En 1871, Henri Mortier est très populaire parmi les ouvriers du meuble du faubourg Saint-Antoine, dans le XIe arrondissement de Paris où il exerce le métier de découpeur en marqueterie. Cette renommée lui vaut d’être élu de la Commune dans cet arrondissement populaire avec le meilleur score, lors des élections du 26 mars 1871 ; il recueille 21 186 suffrages sur 25 183 votants et 42 153 électeurs inscrits.
Henri Mortier, né à Paris le 17 avril 1843, est âgé de 28 ans au moment de la Commune. Il est père de deux enfants. Avant le 18 Mars 1871, il milite dans les groupes blanquistes et à L’Internationale. Pendant le Siège de Paris par les Prussiens, il est capitaine au 191e bataillon de la Garde nationale. Quelques jours avant la révolution du 18 mars, il est délégué, par ce bataillon, au comité central.

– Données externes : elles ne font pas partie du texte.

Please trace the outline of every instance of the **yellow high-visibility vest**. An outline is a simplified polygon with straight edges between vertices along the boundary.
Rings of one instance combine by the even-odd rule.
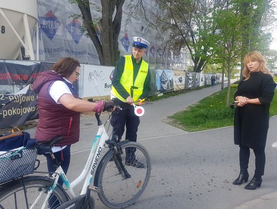
[[[144,60],[142,60],[138,72],[135,78],[134,83],[133,83],[134,68],[131,55],[126,55],[124,56],[125,57],[125,65],[124,66],[124,70],[120,79],[120,83],[130,95],[132,96],[132,97],[134,102],[136,102],[140,99],[143,91],[144,82],[148,72],[148,64]],[[112,96],[115,97],[122,102],[126,102],[126,99],[120,96],[113,86],[112,86],[111,93]]]

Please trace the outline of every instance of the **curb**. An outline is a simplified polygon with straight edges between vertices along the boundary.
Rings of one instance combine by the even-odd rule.
[[[263,195],[259,198],[245,202],[240,205],[236,206],[233,209],[250,209],[251,207],[263,203],[266,200],[276,199],[276,198],[277,191],[273,192],[267,195]]]

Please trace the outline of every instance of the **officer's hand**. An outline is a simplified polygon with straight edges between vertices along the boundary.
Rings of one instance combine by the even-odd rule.
[[[126,102],[131,105],[132,105],[133,103],[134,103],[134,100],[133,100],[133,98],[131,96],[129,96],[126,99]]]
[[[103,112],[106,110],[108,112],[113,112],[115,109],[115,105],[111,102],[105,102],[104,104],[104,108],[103,109]]]
[[[145,99],[143,99],[142,100],[141,99],[138,99],[137,100],[137,103],[136,103],[136,105],[138,105],[138,106],[143,105],[144,104],[145,102]]]

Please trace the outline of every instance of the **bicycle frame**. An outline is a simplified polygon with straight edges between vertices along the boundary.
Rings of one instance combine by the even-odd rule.
[[[47,198],[44,200],[44,202],[42,206],[43,208],[45,207],[49,197],[50,197],[52,192],[55,189],[60,176],[61,176],[63,179],[66,188],[73,197],[75,197],[76,196],[73,189],[82,181],[83,181],[84,179],[85,178],[80,195],[86,194],[87,186],[93,183],[92,180],[95,176],[97,167],[98,166],[98,163],[100,161],[99,160],[103,148],[104,147],[105,141],[108,139],[109,137],[107,134],[107,132],[106,131],[104,125],[102,124],[99,125],[97,134],[94,138],[94,140],[93,141],[91,149],[90,149],[90,153],[87,160],[87,162],[86,163],[86,165],[85,165],[85,167],[84,168],[81,174],[71,183],[70,183],[67,179],[63,168],[62,168],[62,167],[60,166],[57,168],[56,172],[51,176],[51,177],[54,178],[55,180],[51,187],[51,189],[49,189],[47,193]],[[43,191],[41,192],[41,194],[35,200],[35,202],[33,204],[33,205],[35,205],[35,204],[37,202],[43,193],[44,193]],[[33,208],[33,205],[32,207],[31,207],[30,209]]]

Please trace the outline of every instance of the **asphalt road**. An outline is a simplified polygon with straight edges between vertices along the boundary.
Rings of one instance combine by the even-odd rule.
[[[144,106],[138,142],[147,147],[151,156],[151,177],[144,194],[129,208],[233,208],[275,191],[277,150],[271,144],[277,141],[277,117],[270,119],[265,175],[261,187],[255,191],[247,191],[243,188],[244,185],[232,184],[240,171],[239,149],[233,144],[232,126],[188,133],[163,122],[168,116],[220,90],[220,85],[217,85]],[[107,115],[103,118],[107,118]],[[68,173],[70,181],[81,174],[96,130],[93,117],[82,117],[81,140],[71,149]],[[33,134],[34,129],[29,132]],[[249,178],[254,174],[253,156],[251,152]],[[40,170],[45,170],[45,161],[43,157],[40,158]],[[76,191],[81,188],[78,186]],[[107,208],[98,200],[97,194],[92,195],[95,208]]]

Très populaire et modeste en même temps, il remercie ses électeurs en ces termes :
Orateur, je ne le suis pas et je ne peux point l’être, crieur de profession de foi, encore moins, mais homme d’action, voilà ce que je suis et que je continuerai d’être.
Au niveau parisien, les membres de la Commune siègent dans des commissions. Henri Mortier fait partie de celle des Services publics puis, à partir du 13 mai, de celle de Sûreté générale. A ce titre, il se rend chaque jour à la Préfecture de police.
En même temps, les élus administrent leur arrondissement.
Henri Mortier fait fonction de maire du XIe. Il constate les naissances et les décès, célèbre les mariages, organise l’aide sociale, favorise l’installation des bureaux d’embauche, etc. Pour mieux remplir cette fonction, il s’est fait aménager un logement dans la mairie.
Son arrondissement lui tient particulièrement à cœur. Il envoie une lettre indignée aux responsables de la 11e légion de la Garde nationale :
Un affreux désordre règne dans cet arrondissement qui est pourtant, je vous l’affirme, le plus énergique à Paris. Et si, d’ici peu, vous n’y mettez ordre, c’est la perte ou du moins l’oubli du devoir chez 4 500 gardes.
Lorsque, le 22 mai, les versaillais entrent dans Paris, il réquisitionne les réserves de pétrole et de torches pour suppléer au manque de gaz en vue d’éclairer la ville, car les arrivages de houille ont été interrompus. En même temps d’ailleurs, il réquisitionne toutes les pompes de l’arrondissement dans le but de combattre les incendies.
Dans la nuit du 23 au 24 mai, alors que les versaillais approchent, il est vu transportant des barils de poudre et de pétrole dans la cour de la mairie.
Après la Commune, Henri Mortier se réfugie à Londres d’où il est expulsé en 1875. Il séjourne successivement en Belgique, en Lorraine, alors annexée par l’Allemagne, au Luxembourg, où il rencontre d’anciens communards qu’il avait connus comme compagnons de travail dans le faubourg Saint-Antoine. Il passe en Suisse, en 1876, avant de revenir à Londres, en 1877.
Le conseil de guerre de Versailles l’avait condamné à mort par contumace.
Après la loi d’amnistie de 1880, il revient en France où il meurt, à Paris, en 1894. Il est inhumé au cimetière du Père Lachaise, face au Mur des Fédérés.
Henri Mortier ne figure pas parmi les personnages les plus illustres de la Commune. Mais il symbolise le communard des quartiers, en lien étroit avec la population.
A ce titre, il fut un artisan modeste, et relativement obscur, de l’œuvre sociale et démocratique de la Commune.